Example: In an ocean food web, krill (primary consumer) are eaten by mackerel (secondary consumer), which are eaten by tuna (tertiary consumer). A single tuna must consume enormous quantities of prey because only a fraction of the energy at each level is passed upward.
Decomposers
Organisms such as bacteria, fungi, and detritivores that break down dead organic matter and waste products, releasing nutrients back into the soil and atmosphere. While they recycle matter for reuse by producers, the energy they extract is ultimately lost as heat through respiration.
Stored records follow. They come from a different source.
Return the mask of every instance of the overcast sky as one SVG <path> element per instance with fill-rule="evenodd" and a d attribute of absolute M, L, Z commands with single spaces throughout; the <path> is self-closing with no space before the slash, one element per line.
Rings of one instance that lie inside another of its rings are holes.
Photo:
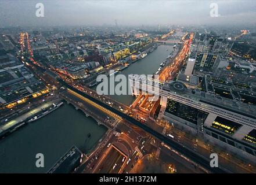
<path fill-rule="evenodd" d="M 35 16 L 37 3 L 44 17 Z M 210 16 L 217 3 L 217 17 Z M 48 25 L 256 25 L 256 1 L 3 1 L 0 27 Z"/>

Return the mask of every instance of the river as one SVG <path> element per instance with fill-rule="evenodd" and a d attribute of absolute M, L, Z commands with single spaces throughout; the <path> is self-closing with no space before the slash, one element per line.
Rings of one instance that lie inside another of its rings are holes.
<path fill-rule="evenodd" d="M 106 131 L 64 104 L 0 140 L 0 173 L 45 173 L 72 146 L 85 151 L 92 149 Z M 85 145 L 89 133 L 91 136 Z M 35 166 L 37 153 L 44 154 L 44 168 Z"/>
<path fill-rule="evenodd" d="M 153 74 L 172 50 L 171 45 L 160 45 L 120 73 L 127 76 Z M 96 87 L 93 88 L 96 90 Z M 134 100 L 132 95 L 113 95 L 110 97 L 127 105 Z M 89 133 L 91 137 L 86 143 L 86 151 L 96 145 L 106 130 L 71 105 L 65 104 L 0 140 L 0 173 L 45 173 L 73 145 L 85 150 L 84 143 Z M 35 166 L 37 153 L 44 156 L 44 168 Z"/>
<path fill-rule="evenodd" d="M 173 45 L 161 45 L 152 53 L 131 65 L 118 74 L 122 74 L 127 76 L 131 74 L 137 75 L 153 75 L 157 71 L 161 62 L 166 60 L 166 58 L 174 50 Z M 129 85 L 127 83 L 127 89 Z M 92 88 L 96 90 L 97 86 Z M 135 97 L 131 95 L 109 95 L 111 98 L 126 105 L 130 105 L 134 101 Z"/>

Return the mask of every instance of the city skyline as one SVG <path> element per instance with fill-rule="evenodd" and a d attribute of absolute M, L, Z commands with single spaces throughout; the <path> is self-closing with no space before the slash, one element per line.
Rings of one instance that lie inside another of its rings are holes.
<path fill-rule="evenodd" d="M 44 17 L 35 16 L 37 1 L 0 2 L 1 27 L 52 25 L 255 24 L 254 1 L 42 1 Z M 210 16 L 217 3 L 218 17 Z M 14 18 L 15 17 L 15 18 Z"/>

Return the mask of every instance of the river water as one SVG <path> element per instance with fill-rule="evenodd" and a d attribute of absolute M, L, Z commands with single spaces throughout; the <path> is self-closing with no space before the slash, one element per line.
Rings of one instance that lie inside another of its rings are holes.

Example: Fungi growing on a fallen log in a forest decompose the wood, releasing carbon dioxide and returning nitrogen and phosphorus to the soil where tree roots can absorb them again.
Ten Percent Rule
The ecological generalization that approximately 10 percent of the energy at one trophic level is converted into biomass at the next trophic level. The remaining 90 percent is lost primarily as metabolic heat during cellular respiration, with smaller amounts lost through incomplete digestion and excretion.
Example: If a field of grass fixes 10,000 kcal of energy from sunlight, approximately 1,000 kcal is available to rabbits that eat the grass, 100 kcal to foxes that eat the rabbits, and only 10 kcal to an eagle that eats the foxes.
Energy Pyramid
A graphical model showing the relative amount of energy available at each trophic level of an ecosystem. The pyramid shape results from energy loss at each transfer, with the broadest bar at the producer base and progressively narrower bars for each consumer level. Unlike biomass or numbers pyramids, energy pyramids are never inverted.
Example: An energy pyramid for a temperate forest might show 20,000 kcal/m2/year at the producer level, 2,000 at the primary consumer level, 200 at the secondary consumer level, and 20 at the tertiary consumer level.
Primary Productivity (GPP and NPP)
Gross primary productivity (GPP) is the total rate at which producers capture and store chemical energy through photosynthesis. Net primary productivity (NPP) is GPP minus the energy producers use for their own respiration. NPP represents the energy actually available to consumers and decomposers in the ecosystem.
Example: A tropical rainforest has a high GPP of about 8,000 kcal/m2/year. After subtracting the roughly 3,500 kcal/m2/year the plants use for their own cellular respiration, the NPP available to herbivores and decomposers is approximately 4,500 kcal/m2/year.